Off the Beaten Path: Perils and pleasures of sourdough
Published 10:15 am Friday, January 21, 2022
When the temperature drops, snow and ice cover the landscape, and the wind howls, there is something I’m partial to doing — along with leaving faucets dripping, opening cupboard doors below sinks, hauling in another load of firewood — and that’s baking bread.
My first bread baking attempts met with great success — if one wanted to turn out construction-grade cement blocks.
An elderly friend offered me a recipe with drawings to accompany the instructions — the recipe old enough that the drawings showed baking the bread in a wood cookstove. Success! Less flour and more kneading. Even with baking in an electric oven, bread turned out edible. Most of the time. Well, some of the time. I needed more practice.
My bread-baking goal: Bake all of the bread products our family would eat for the year, which meant baking bread about four or five times a week. I’d often whip up a homemade soup to accompany our noontime bread. We had an increase of friends who just happened to drop by at lunchtime.

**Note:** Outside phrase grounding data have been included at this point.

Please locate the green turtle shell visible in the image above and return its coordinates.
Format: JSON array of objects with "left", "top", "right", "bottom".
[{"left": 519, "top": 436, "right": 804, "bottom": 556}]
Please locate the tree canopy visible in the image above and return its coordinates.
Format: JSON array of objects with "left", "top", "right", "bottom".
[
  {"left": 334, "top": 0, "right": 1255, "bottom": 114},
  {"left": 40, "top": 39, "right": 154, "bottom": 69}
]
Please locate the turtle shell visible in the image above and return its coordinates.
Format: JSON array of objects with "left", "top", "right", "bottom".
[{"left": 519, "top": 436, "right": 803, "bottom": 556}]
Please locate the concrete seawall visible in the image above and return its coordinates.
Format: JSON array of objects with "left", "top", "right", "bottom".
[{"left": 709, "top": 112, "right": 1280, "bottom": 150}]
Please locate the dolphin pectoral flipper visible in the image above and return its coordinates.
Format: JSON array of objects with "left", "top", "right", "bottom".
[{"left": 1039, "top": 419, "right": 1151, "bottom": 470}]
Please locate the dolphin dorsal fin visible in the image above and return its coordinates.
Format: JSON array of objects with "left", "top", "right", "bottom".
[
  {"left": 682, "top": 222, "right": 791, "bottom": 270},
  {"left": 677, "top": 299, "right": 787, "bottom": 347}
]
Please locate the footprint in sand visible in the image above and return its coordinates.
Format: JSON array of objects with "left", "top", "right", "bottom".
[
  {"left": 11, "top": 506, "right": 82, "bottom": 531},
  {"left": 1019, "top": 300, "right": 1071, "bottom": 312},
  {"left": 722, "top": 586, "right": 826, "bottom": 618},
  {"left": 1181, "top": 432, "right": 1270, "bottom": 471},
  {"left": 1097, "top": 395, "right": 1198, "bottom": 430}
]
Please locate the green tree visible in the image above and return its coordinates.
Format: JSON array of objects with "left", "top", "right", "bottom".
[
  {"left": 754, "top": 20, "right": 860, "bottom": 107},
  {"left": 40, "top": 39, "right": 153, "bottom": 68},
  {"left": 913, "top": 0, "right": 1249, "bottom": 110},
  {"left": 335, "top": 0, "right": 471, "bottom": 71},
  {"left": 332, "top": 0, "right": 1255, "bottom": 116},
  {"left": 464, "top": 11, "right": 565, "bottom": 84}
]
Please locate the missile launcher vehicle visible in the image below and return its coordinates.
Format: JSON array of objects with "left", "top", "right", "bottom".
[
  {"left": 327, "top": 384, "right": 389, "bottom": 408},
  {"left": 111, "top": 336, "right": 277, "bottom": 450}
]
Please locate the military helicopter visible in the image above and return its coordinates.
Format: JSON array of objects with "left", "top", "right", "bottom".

The children supported my efforts — they fashioned mini-loaves, kneading with fingers, fists and sometimes elbows.
When the year was up, I realized there were two aspects to bread baking — the chemistry and the artistic execution. I didn’t do too badly with the chemistry part. As for artistic endeavor, not so much. The tops of loaves looked like potato storage sheds with wind damage.
Next project — sourdough.
I first heard about sourdough from my parents. In the late 1930s, they each traveled to Fairbanks, Alaska, for an adventure where they met each other and married. In my childhood, they related tales of trappers and gold prospectors with their sourdough starts kept warm by the woodstove. My Alaskan sourdough start did not come from my parents.
When the Japanese bombed Pearl Harbor, my parents, concerned the Japanese might bomb Alaska, packed and left. No time for sourdough starts.
Years later, a friend asked if I’d like an authentic Alaskan sourdough start. She noted her husband had been in Alaska before they married and he brought back a start.
“My husband is so careful to keep the start alive,” my friend said, “he brought it with us on our honeymoon.”
My sourdough journey began in earnest.
I discovered San Francisco sourdough breads possessed a distinctive flavor, a sharpness. My Alaskan sourdough start gave breads a rich yet mild flavor, and a nice texture without the sharpness.
I kept my sourdough start fed. (One cup of flour, one cup of warm water.)
In time, I got distracted feeding family, houseplants, animals, etc. and neglected feeding my sourdough. I went on vacation and didn’t take it with me. The start died into a puddle of off-colored liquid.
Years later in Oregon, I purchased Oregon pioneer sourdough. This sourdough contained Oregon hops and had a rich yet mild flavor and texture. I used it in breads, rolls, cookies, pancakes, and pizza dough.
To keep this start going, I conscientiously fed it. I never discarded the part not needed until I ended up with two gallons of sourdough.
Still, I couldn’t waste any. Normally, only a cup or two is needed for a recipe. I sloshed the two gallons into a tub-sized bowl, added a bag of flour, salt, sweetener, oil, and stirred. Kneading the dough felt like a two-hour session lifting barbells at a gym. The taste and texture turned out so sharp I could have grabbed a loaf, hauled it out to the woodpile chopping block, and used the loaf to split kindling.
I started again with a cup of refreshed sourdough along with a pinch of yeast, and flour enough to make a slurry. The solution turned bubbly and fragrant. The family, distracted by a visiting bookmobile, forgot to check on it. Later, I found the sourdough had escaped the bowl, flowed across the counter, oozed into the silverware drawer, and looked as though it was trying to escape out the back door.
Friends suggested this scene had the makings of a horror flick titled “The Sourdough That Ate Grant County.”
Lately, no one has stopped by for soup and bread.